Батон же обратился к ошеломлённой тёте Клаве:
– Но пасаран! Лучше умереть стоя, чем жить на коленях! – потряс кулаком правой руки. И с такой яростью произнёс он эти слова, что поверилось – не шутит Батон.
Тётя Клава молча убрала задвижку, пропуская нас в общежитие.
Мы уже поднимались по лестнице, когда она опомнилась:
– Эй! Назад! Паспорт! Петров, я коменданту доложу!
Пришлось вернуться. Батон пожал мне руку. Громко сказал:
– До свидания, Александр, до завтра. Всего хорошего, тётя Клава, – и вышел на улицу.
Я ещё выглянул за ним – не поджидают ли его те архаровцы, но никого не было, и я пошёл в свою комнату.
Батон ждал под окном.
ЗА ЗНАКОМСТВО
Батон разбулькал содержимое бутылки по стаканам… дверь распахнулась, вошёл мой сосед по комнате Вася Подхомутов.
Взгляды их пересеклись.
– Вася, познакомься, это Батон.
– Очень приятно, – Вася разделся, лёг на свою, коротковатую для него койку и раскрыл книгу. Наверное, он с удовольствием бы ушёл из комнаты, но идти ему, впрочем, как и нам, было некуда.

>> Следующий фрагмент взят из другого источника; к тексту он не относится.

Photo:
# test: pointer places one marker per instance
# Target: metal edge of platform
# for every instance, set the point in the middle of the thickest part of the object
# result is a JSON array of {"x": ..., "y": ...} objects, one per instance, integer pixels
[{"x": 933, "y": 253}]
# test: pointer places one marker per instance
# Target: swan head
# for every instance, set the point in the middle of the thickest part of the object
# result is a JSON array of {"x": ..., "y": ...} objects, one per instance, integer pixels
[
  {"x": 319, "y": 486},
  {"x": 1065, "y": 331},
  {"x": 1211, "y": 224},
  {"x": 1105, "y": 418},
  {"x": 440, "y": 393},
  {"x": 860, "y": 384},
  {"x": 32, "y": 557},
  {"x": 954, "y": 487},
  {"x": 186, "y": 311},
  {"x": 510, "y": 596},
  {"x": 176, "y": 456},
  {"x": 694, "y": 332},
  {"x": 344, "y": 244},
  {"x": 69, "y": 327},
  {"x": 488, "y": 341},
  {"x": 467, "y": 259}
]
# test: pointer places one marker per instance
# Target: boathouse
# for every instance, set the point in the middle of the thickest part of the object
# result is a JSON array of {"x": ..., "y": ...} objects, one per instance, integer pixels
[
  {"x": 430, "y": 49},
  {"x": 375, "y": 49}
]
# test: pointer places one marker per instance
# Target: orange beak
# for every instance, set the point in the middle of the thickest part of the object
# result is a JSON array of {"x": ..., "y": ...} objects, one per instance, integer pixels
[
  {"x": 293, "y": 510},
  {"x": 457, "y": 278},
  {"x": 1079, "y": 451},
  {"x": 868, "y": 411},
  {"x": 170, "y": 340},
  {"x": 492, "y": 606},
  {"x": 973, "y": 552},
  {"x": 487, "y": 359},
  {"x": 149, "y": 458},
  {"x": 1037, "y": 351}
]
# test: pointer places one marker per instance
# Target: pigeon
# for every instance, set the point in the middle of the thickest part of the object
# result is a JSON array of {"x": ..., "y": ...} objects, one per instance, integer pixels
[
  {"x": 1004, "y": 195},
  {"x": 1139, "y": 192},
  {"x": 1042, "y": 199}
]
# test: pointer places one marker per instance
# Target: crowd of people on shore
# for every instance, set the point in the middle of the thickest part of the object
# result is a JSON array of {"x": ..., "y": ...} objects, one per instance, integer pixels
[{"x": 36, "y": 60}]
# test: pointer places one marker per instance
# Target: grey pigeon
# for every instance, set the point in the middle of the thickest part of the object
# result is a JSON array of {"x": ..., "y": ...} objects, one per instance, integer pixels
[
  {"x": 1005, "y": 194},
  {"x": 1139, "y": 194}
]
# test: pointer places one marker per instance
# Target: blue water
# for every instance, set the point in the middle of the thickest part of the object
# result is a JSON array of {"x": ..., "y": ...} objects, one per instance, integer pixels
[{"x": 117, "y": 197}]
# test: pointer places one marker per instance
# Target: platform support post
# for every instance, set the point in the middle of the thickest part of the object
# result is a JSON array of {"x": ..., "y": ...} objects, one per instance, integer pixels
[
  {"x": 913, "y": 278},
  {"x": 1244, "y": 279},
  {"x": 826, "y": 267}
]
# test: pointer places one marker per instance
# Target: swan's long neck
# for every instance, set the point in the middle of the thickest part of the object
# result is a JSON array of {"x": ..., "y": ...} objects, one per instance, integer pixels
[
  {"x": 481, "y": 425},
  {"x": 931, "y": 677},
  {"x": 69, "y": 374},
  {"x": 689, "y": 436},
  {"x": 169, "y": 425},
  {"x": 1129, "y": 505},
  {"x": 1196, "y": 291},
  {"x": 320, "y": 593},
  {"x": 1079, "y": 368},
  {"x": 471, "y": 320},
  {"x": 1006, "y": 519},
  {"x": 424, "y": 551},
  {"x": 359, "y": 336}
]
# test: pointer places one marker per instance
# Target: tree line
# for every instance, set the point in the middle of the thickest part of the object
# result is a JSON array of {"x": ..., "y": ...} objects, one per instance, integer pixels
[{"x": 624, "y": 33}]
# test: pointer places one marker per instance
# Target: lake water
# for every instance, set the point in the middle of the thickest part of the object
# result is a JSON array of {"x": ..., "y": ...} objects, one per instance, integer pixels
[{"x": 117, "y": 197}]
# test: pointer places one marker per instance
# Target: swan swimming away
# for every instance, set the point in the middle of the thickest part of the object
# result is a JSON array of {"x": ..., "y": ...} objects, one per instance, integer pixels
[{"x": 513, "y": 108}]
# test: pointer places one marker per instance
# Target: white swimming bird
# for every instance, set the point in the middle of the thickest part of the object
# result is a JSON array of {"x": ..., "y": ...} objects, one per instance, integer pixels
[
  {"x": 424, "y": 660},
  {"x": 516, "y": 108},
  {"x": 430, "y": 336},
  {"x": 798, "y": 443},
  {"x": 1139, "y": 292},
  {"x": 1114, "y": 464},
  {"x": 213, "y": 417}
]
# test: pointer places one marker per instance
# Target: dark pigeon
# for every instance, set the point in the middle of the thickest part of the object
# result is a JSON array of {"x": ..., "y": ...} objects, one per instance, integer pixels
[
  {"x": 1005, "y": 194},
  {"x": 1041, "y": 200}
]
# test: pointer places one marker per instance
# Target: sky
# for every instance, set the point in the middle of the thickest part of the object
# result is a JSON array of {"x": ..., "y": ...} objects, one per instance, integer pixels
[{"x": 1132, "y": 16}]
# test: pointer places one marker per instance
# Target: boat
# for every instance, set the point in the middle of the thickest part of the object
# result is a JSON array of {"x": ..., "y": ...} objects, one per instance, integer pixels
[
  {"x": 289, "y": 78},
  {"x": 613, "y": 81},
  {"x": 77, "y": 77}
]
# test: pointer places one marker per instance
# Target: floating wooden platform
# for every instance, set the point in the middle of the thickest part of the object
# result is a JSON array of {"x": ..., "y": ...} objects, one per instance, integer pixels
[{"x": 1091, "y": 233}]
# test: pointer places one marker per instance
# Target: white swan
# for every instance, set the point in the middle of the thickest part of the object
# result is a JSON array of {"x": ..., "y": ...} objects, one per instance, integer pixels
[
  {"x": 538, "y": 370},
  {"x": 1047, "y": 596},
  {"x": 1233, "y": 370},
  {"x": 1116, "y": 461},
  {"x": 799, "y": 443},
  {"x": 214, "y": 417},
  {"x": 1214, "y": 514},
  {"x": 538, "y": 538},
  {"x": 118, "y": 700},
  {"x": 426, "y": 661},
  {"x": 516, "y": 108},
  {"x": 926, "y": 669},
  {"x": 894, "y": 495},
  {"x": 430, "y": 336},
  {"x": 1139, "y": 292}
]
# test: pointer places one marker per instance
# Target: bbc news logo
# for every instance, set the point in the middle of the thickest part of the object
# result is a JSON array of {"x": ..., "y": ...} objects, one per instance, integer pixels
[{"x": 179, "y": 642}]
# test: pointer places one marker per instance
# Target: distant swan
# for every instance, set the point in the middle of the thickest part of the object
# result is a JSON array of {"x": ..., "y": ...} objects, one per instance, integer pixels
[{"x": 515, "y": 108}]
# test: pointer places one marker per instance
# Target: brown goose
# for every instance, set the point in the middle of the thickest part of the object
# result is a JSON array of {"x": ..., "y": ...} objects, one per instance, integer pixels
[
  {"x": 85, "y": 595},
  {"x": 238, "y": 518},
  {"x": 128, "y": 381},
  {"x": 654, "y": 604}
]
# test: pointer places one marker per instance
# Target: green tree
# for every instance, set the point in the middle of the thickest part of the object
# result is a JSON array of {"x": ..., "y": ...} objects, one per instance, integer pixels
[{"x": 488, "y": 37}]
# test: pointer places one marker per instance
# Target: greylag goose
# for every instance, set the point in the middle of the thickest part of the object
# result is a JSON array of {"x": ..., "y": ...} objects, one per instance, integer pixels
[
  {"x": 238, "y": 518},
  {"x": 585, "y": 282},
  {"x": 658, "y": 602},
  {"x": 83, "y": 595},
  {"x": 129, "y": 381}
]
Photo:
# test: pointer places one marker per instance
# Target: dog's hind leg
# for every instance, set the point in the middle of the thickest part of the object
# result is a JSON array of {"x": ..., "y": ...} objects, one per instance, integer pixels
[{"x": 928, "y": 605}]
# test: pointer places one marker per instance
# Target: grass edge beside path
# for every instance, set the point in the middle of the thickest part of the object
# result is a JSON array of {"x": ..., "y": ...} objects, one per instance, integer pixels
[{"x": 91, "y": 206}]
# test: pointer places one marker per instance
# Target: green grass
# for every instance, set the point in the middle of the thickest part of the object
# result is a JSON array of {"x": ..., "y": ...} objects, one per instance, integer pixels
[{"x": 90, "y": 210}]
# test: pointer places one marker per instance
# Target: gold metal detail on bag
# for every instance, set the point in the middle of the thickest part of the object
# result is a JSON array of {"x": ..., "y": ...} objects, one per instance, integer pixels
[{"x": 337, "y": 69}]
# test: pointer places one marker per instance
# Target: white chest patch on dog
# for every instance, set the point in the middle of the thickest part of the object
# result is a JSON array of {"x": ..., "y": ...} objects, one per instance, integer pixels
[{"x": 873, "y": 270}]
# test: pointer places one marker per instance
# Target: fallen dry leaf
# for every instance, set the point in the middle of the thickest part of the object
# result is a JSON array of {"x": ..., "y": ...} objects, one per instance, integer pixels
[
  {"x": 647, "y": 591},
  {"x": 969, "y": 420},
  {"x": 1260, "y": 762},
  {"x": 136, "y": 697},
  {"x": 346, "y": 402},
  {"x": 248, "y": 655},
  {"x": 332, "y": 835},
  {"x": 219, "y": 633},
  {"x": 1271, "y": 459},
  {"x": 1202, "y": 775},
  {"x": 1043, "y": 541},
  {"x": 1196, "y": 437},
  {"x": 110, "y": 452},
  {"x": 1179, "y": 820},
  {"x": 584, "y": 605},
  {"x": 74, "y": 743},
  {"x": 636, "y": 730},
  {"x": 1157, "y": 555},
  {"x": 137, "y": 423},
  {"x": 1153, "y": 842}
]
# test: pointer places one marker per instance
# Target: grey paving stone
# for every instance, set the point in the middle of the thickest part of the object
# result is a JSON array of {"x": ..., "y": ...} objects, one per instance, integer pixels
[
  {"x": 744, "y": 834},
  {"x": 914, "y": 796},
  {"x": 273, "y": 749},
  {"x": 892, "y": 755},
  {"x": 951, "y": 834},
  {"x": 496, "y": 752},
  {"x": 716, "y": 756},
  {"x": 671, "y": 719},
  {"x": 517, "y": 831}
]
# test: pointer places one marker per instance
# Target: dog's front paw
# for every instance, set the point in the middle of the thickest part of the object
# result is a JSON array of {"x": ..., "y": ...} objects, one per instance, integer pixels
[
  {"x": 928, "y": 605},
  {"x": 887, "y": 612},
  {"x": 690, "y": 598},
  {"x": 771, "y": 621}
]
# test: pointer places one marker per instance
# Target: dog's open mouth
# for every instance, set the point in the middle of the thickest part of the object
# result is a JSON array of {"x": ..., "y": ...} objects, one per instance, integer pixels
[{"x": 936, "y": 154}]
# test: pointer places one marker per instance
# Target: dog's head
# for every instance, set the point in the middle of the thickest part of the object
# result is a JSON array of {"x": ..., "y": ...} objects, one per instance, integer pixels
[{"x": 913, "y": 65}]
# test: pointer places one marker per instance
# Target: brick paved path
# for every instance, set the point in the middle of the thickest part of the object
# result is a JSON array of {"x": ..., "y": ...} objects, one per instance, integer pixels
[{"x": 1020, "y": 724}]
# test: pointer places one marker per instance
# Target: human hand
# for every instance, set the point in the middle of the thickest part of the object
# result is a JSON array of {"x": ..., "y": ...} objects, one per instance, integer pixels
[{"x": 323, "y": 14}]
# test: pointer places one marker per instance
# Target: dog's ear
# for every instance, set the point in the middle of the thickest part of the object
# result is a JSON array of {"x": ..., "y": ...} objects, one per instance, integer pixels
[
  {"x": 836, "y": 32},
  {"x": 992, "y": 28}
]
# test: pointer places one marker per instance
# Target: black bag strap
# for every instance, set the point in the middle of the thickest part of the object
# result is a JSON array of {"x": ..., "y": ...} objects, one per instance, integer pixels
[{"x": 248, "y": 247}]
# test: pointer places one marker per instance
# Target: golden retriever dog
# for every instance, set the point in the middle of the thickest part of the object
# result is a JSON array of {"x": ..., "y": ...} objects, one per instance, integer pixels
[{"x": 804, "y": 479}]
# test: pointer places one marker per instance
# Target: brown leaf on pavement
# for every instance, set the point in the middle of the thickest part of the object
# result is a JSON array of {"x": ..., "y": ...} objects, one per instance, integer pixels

– Василий, присоединяйся, – пригласил Батон.
– Нет. Спасибо.
– Ну что ж, а мы с Сашей выпьем. За знакомство! – и мы выпили.
– Везёт мне всё-таки на хороших людей, – Батон приобнял меня. -А ты, мил человек, больной, что ль? – обратился он снова к Васе.
– Почему больной?
– Ну, не пьёшь-то? Болит, поди-ка, чего? Может, язва?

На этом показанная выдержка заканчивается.